Issue Brief: Asset Preservation and Foreclosure Prevention

The Costs of Foreclosure

The positive impacts of homeownership are far-reaching -- and conversely, the negative impacts of losing a home are equally powerful. Indiana's high foreclosure rate of .98 percent -- more than twice the national average -- affects not only homeowners, but also the neighborhoods and cities in which they live. The mortgage industry also pays a price when foreclosure occurs. Lenders, loan servicers, and mortgage insurers all lose money when homeowners lose their houses.

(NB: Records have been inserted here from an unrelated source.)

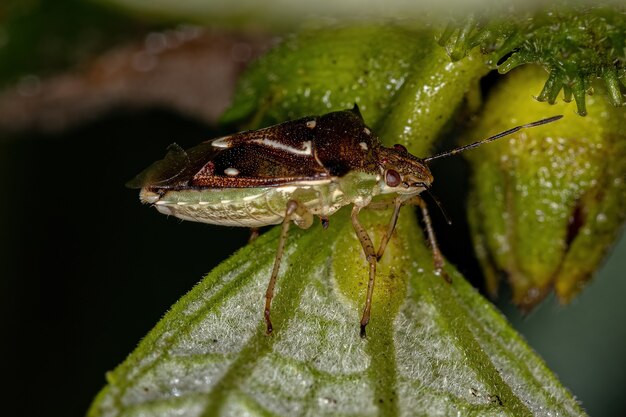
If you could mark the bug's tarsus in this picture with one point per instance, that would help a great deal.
(254, 233)
(292, 208)
(356, 111)
(494, 137)
(370, 255)
(438, 259)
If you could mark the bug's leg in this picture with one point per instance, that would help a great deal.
(392, 225)
(437, 256)
(293, 207)
(254, 233)
(370, 255)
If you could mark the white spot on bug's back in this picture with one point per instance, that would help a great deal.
(306, 150)
(222, 143)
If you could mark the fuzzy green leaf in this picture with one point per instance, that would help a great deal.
(576, 45)
(432, 348)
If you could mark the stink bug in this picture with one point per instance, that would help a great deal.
(294, 171)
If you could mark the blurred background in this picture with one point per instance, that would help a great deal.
(90, 94)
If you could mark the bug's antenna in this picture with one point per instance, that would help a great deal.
(494, 137)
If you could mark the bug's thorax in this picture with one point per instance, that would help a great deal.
(401, 172)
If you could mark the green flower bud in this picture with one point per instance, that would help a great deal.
(547, 203)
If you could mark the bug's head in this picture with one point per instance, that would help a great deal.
(402, 173)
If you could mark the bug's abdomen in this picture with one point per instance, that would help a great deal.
(251, 207)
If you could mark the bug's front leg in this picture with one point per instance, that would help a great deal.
(370, 255)
(438, 259)
(293, 208)
(397, 203)
(430, 232)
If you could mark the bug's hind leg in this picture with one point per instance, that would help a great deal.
(370, 255)
(306, 219)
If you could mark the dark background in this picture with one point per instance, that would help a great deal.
(87, 270)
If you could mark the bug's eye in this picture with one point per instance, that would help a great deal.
(392, 178)
(400, 148)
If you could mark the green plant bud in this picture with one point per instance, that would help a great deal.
(546, 204)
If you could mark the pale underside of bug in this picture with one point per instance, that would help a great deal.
(295, 171)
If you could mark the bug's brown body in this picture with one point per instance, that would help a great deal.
(291, 172)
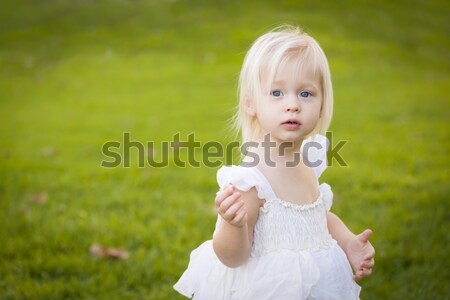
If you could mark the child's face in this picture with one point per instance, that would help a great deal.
(292, 109)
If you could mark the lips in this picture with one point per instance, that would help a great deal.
(291, 124)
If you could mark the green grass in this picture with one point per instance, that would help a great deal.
(76, 74)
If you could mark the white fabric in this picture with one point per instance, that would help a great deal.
(293, 254)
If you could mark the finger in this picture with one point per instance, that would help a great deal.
(233, 209)
(230, 200)
(241, 215)
(366, 272)
(364, 236)
(227, 202)
(225, 193)
(367, 264)
(370, 255)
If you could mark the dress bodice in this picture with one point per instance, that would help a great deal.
(283, 225)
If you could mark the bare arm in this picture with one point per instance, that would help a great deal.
(239, 211)
(358, 249)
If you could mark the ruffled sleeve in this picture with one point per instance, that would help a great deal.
(244, 179)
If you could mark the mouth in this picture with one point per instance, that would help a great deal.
(291, 124)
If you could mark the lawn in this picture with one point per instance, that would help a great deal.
(75, 75)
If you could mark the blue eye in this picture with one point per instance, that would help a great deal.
(277, 93)
(305, 94)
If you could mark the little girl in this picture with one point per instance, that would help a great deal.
(274, 237)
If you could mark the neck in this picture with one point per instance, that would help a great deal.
(273, 153)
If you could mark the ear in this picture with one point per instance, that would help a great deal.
(249, 106)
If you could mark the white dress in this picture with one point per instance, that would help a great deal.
(293, 255)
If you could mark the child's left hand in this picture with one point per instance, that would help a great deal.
(361, 253)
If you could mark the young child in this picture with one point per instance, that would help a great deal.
(274, 237)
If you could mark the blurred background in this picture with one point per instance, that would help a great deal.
(77, 74)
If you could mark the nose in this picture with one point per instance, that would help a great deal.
(293, 105)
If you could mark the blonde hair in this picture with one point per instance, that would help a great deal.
(267, 53)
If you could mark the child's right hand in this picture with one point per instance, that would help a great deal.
(230, 207)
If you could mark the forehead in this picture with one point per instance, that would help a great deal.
(298, 69)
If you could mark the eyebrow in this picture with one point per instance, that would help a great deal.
(303, 83)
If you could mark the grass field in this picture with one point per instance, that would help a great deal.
(77, 74)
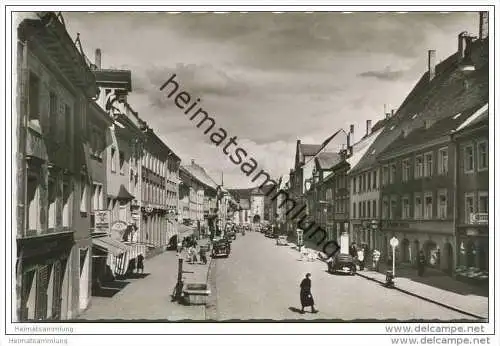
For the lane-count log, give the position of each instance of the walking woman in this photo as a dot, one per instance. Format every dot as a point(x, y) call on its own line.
point(306, 298)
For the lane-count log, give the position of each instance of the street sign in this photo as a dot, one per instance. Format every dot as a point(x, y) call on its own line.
point(394, 242)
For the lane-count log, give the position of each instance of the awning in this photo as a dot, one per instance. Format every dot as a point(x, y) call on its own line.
point(123, 194)
point(110, 245)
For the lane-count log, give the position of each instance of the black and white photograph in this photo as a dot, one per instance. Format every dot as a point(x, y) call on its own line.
point(250, 170)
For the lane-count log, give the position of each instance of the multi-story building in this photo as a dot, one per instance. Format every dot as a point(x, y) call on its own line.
point(55, 88)
point(472, 200)
point(364, 193)
point(159, 192)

  • A Family Housing Fund evaluation of a Minnesota foreclosure prevention program estimates that each foreclosure results in total costs of $26,600 to $73,300 for the homeowner, lender, servicer, mortgage insurer, and others.

  • For comparison purposes, a typical low- to moderate-income homebuyer in Indiana currently incurs an average original mortgage of approximately $91,000. This would suggest that foreclosure costs may range from 29 percent to 80 percent of the original home loan.

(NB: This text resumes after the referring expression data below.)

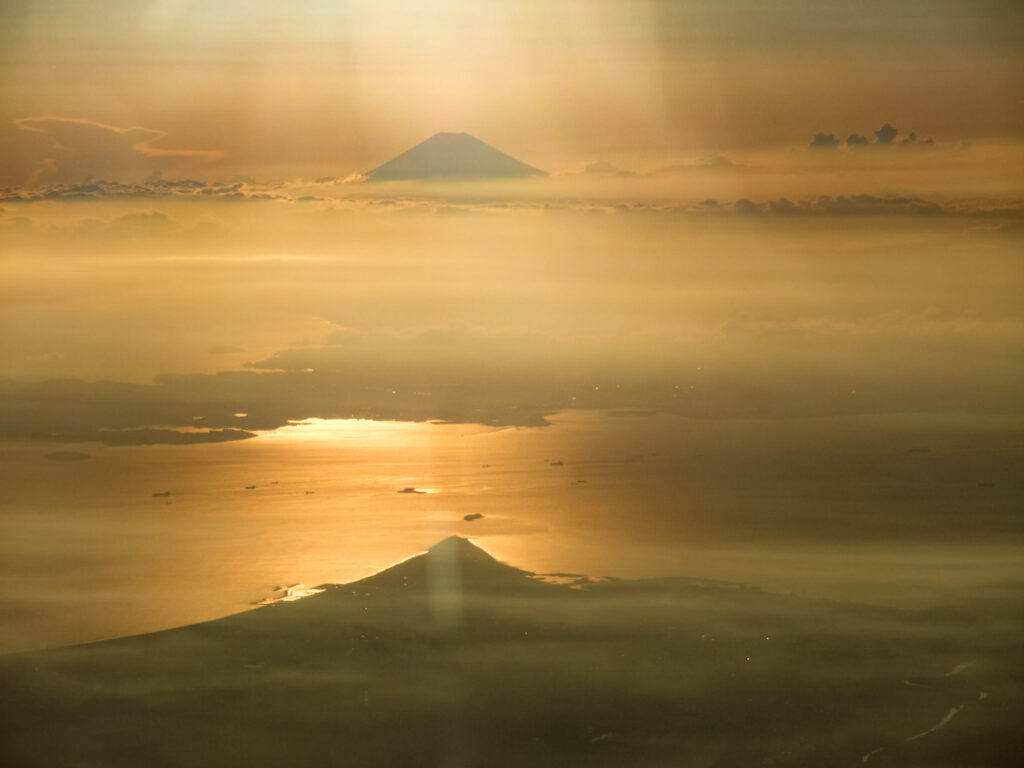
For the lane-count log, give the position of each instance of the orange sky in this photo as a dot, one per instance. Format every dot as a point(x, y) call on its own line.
point(273, 90)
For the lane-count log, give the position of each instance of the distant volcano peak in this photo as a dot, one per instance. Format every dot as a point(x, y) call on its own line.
point(453, 156)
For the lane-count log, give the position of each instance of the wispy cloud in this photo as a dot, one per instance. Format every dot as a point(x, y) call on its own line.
point(81, 147)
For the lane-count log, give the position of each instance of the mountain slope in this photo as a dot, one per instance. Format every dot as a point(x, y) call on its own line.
point(452, 156)
point(452, 657)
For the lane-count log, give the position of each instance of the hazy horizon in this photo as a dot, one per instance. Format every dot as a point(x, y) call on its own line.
point(713, 308)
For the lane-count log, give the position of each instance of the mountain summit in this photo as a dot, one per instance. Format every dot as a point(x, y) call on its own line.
point(453, 156)
point(456, 565)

Solutions and Cost Savings

Fortunately, there are cost-effective methods to help homeowners avoid foreclosures and remain in their homes. Numerous studies have demonstrated that a comparatively small investment in homeownership counseling can reap substantial savings by preventing defaults and foreclosures.

  • A Freddie Mac study of nearly 40,000 mortgages found that pre-purchase homeownership counseling reduced 90-day delinquency by 19 percent as compared to borrowers with similar characteristics who did not receive counseling.

  • A 2002 Ohio State University study found that pre- and post-purchase counseling reduced default by 50 percent.

  • Multiple studies have found that post-purchase counseling, emergency assistance, and/or loss mitigation avert up to 60 percent of foreclosures and save a minimum of $15,000 per mortgage in foreclosure costs for homeowners and the lending industry.

  • At Indiana's current rate of foreclosure, similar prevention strategies would cost $5 million, would save at least $22.5 million per year, and would preserve the housing assets of 1500 low-income households.